Part 1: High-Fidelity Donor Characterization and Successful Cell Therapy

Donors play an important role in how well patients respond to immunotherapy, making donor characterization a critical success factor.

Chimeric antigen receptor (CAR) T cell therapy has shown very promising results, helping leukemia and lymphoma patients overcome immune tolerance so that the body can recognize and fight cancer effectively. However, not all cancers can be treated with these therapies, and not all patients will respond to a specific treatment modality. Researchers are always on the lookout for new ways to improve both the universality and efficacy of cell therapies. In this two-part blog series, we will examine the underlying determinants of successful cell therapy treatment, and what methods can be used to increase the likelihood of a positive outcome.

Cell therapy starts with donor characterization

Research has shown that patient response rates to a particular cell-based therapeutic cannot be accurately predicted by patient or disease-specific factors. The answer, instead, may lie with donors, and improved donor characterization.

While currently approved CAR T cell therapies take advantage of the fact that a patient’s own immune cells are usually the safest option, it is also recognized that a cancer patient isn’t necessarily the best donor. When therapeutic cells are derived from the patient (i.e., autologous therapy), the impacts of their disease and treatment can often leave the body exhausted and unable to produce sufficient healthy immune cells for an ideal treatment dose.

Healthy allogeneic donors are a different story. When it is not possible for a patient to supply their own starting material, a donor, usually someone closely related to the patient, is chosen. Donor characterization is performed using a panel of criteria; the most important factor being that they share the patient’s HLA-type. This immune factor will determine the likelihood of the donor’s immune cells triggering a potentially dangerous immune response. Other factors include the donor’s health, medical history, and physiological and behavioral characteristics.

Whether the donor for a cell therapy is the patient or an allogeneic match, scientists still need to understand why some patients respond and others don’t. These answers are inextricably tied to immune cell type, number, and function.

What determines therapeutic success?

A review of recent cell therapy literature reveals that more in-depth donor characterization may be the key to both more accurate research results and higher efficacy for donor-derived cell therapies. A 2018 study published in Nature Medicine [1] examined the relationship between immune cell genomic, phenotypic, and functional factors and therapeutic success or failure. To carry out their analysis, the researchers studied 41 patients with relapsed or refractory chronic lymphocytic leukemia (CLL). Each of these patients had received CD-19 targeted CAR T cell therapy while enrolled in a clinical trial.

In contrast to CD-19 CAR T trials in which 80-90% of acute lymphoblastic leukemia (ALL) patients responded to therapy, only 26% of patients in a comparable CLL trial experienced a durable anti-tumor response. [2] In the current study, therefore, the researchers wished to determine whether the prevalence of certain T cell subtypes and/or biomarkers could be used to predict therapeutic response.

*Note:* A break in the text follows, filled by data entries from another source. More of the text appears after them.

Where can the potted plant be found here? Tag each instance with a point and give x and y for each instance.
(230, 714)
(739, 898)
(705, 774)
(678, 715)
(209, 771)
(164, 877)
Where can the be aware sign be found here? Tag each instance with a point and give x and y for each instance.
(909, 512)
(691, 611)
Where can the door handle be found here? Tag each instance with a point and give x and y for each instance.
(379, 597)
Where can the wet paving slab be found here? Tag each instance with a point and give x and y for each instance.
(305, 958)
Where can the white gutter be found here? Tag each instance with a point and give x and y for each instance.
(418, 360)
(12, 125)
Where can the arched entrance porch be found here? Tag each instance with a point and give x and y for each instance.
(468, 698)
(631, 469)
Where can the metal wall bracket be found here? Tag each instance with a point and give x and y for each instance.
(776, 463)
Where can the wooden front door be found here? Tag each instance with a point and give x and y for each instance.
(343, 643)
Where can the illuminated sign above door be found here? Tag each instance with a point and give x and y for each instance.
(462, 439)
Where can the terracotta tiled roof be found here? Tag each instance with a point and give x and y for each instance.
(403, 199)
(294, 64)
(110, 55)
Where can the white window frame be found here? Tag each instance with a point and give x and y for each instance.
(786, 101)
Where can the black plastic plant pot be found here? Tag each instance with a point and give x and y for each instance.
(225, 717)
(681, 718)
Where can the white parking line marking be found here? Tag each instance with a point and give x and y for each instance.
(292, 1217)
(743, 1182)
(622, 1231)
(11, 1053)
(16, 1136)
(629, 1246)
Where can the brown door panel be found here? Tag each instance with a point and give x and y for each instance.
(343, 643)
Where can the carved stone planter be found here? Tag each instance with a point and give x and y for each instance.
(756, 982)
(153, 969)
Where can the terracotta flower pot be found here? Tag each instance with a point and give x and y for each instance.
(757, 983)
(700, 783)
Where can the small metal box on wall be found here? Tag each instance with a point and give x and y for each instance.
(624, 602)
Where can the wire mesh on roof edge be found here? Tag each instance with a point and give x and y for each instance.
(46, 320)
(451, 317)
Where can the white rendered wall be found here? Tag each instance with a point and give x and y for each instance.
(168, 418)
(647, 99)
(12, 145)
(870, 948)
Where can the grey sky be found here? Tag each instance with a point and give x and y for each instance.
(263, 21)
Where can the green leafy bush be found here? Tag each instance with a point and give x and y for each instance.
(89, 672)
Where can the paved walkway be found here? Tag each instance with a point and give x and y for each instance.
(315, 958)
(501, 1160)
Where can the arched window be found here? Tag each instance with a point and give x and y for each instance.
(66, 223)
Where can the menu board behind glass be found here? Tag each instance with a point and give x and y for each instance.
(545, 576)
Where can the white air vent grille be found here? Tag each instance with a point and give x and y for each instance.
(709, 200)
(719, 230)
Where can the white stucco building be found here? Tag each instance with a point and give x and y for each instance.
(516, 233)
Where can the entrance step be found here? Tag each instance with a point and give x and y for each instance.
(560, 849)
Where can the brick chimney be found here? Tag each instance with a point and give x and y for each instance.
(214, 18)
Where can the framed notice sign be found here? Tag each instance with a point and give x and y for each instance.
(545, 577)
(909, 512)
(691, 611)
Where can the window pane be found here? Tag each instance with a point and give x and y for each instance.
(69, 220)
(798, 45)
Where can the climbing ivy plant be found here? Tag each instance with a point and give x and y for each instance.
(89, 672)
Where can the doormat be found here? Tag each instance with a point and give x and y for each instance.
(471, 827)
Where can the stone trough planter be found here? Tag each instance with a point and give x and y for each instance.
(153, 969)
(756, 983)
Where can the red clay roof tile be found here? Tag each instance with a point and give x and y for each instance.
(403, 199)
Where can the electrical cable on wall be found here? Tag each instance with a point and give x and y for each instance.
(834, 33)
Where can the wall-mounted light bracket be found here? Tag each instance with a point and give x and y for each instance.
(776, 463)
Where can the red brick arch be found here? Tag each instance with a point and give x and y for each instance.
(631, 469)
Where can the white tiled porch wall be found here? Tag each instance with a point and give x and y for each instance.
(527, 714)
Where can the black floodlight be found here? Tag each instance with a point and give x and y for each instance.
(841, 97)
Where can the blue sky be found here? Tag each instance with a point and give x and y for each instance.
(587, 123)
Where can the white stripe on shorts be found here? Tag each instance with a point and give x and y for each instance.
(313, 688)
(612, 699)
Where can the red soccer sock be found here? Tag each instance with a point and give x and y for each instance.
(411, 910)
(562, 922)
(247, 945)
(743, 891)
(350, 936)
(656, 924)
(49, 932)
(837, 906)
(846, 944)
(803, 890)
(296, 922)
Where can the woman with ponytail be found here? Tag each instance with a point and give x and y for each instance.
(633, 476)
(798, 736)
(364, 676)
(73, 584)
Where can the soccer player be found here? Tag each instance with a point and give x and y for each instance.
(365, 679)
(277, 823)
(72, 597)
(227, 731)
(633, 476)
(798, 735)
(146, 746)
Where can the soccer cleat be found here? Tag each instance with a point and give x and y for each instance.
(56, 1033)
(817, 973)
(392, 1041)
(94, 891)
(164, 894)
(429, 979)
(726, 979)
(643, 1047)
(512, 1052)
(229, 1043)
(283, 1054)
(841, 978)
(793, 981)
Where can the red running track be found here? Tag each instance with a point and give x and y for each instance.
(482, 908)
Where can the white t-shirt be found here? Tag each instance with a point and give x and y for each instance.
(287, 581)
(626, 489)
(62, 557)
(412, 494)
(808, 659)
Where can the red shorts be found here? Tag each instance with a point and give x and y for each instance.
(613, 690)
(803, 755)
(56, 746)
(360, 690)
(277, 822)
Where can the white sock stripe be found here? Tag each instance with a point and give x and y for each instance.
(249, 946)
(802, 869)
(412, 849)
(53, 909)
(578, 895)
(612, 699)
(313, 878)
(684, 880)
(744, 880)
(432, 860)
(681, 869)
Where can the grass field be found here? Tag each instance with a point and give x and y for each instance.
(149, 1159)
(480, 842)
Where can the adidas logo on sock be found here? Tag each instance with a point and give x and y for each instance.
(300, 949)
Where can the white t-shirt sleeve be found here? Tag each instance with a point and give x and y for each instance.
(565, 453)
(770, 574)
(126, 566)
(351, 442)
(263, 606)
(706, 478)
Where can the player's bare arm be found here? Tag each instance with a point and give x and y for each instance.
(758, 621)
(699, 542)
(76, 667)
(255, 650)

Preliminary analysis confirmed that the degree of response to the CAR T cell therapy did not correspond to patient age, prior therapy, tumor burden, or other typical physiological factors.  In the highest responding patients, however, it was immediately obvious that treatment was followed by a rapid and dramatic expansion of CAR T cells, and a concomitant rapid drop in B cell counts. Non-responding patients had a limited degree of in-vivo CAR T cell expansion, and a limited degree of B cell loss.

Since the proliferation capacity of T cells is largely a function of their differentiation state, the scientists proceeded to carry out a detailed genetic and phenotypic analysis comparing CAR T cells from complete or high-partially responding patients to CAR T cells from low-partially and non-responding patients. They found CAR T cells from complete-responding patients with CLL were enriched in memory-related genes, and an elevated frequency of CD27+/CD45RO/CD8+ T cells prior to CAR T generation. Non-responders, on the other hand, expressed genes related to effector differentiation, glycolysis, T cell exhaustion and apoptosis.

The researchers also performed functional assays on CAR T cells from both sets of patients. While the full array of mechanistic interactions revealed are too complex to describe here, one of the primary findings was that highly functional CAR-T cells produced STAT3-related cytokines. STAT3 regulates the transcription of genes controlling cell survival and proliferation. The cells also produced high levels of IL-6, a cytokine which correlates with CAR-T cell expansion and also with anti-tumor potency.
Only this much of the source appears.